Le boss final est encore une fois intéressant, il ne nécessite pas la même tactique que dans Mother, en fait je vous révèle sans danger que vous ne saurez vraiment pas quoi faire. Je l’ai quand même battu du premier coup, parce que j’ai réussi à survivre en faisant exactement ce qu’il fallait faire par hasard (vraiment sans le savoir). C’est étrange à dire pour un jeu qui est aussi peu sérieux, mais dans cette bataille, on exploite la peur de l’inconnu à son maximum.

Comme dans le premier jeu, un peu de patience vous permettra de passer à travers le jeu qui est même généralement plus facile cette fois (je trouve sa difficulté juste correcte). Ne faites pas l’erreur de transporter beaucoup d’argent accumulé dans votre compte de banque en tuant des ennemis, car vous en perdrez la moitié en mourant (de toute façon, il y a des caisses pour retirer l’argent dans les magasins).

C’est beaucoup moins répétitif que Mother, les lieux que vous visiterez sont très variés et les ennemis différents d’une place à l’autre, suivant le thème de la région.
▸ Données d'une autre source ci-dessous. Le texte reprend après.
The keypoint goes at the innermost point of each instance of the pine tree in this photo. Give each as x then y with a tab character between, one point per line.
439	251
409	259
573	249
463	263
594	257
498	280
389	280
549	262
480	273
Les énigmes à résoudre sont intéressantes et le jeu vous indique que vous êtes sur une piste avec un effet sonore qui joue lorsque vous avez certaines discussions par exemple. En passant, l’une de ces énigmes est d’attendre trois minutes, pour vrai, en dehors d’un endroit spécifique (ne vous inquiétez pas, parlez aux bonnes personnes et vous saurez quoi faire, en plus d’obtenir des dialogues intéressants ou étranges, comme ceux avec la race de Mr. Saturn).
Vous serez aussi heureux d’apprendre que pour les armes, vous savez avant de les acheter si elles vous seront utiles, car il y a une indication au bas de l’écran, près du nom de chaque personnage, pour vous dire si elle sera meilleure ou pire que votre arme actuelle (même chose pour les autres équipements).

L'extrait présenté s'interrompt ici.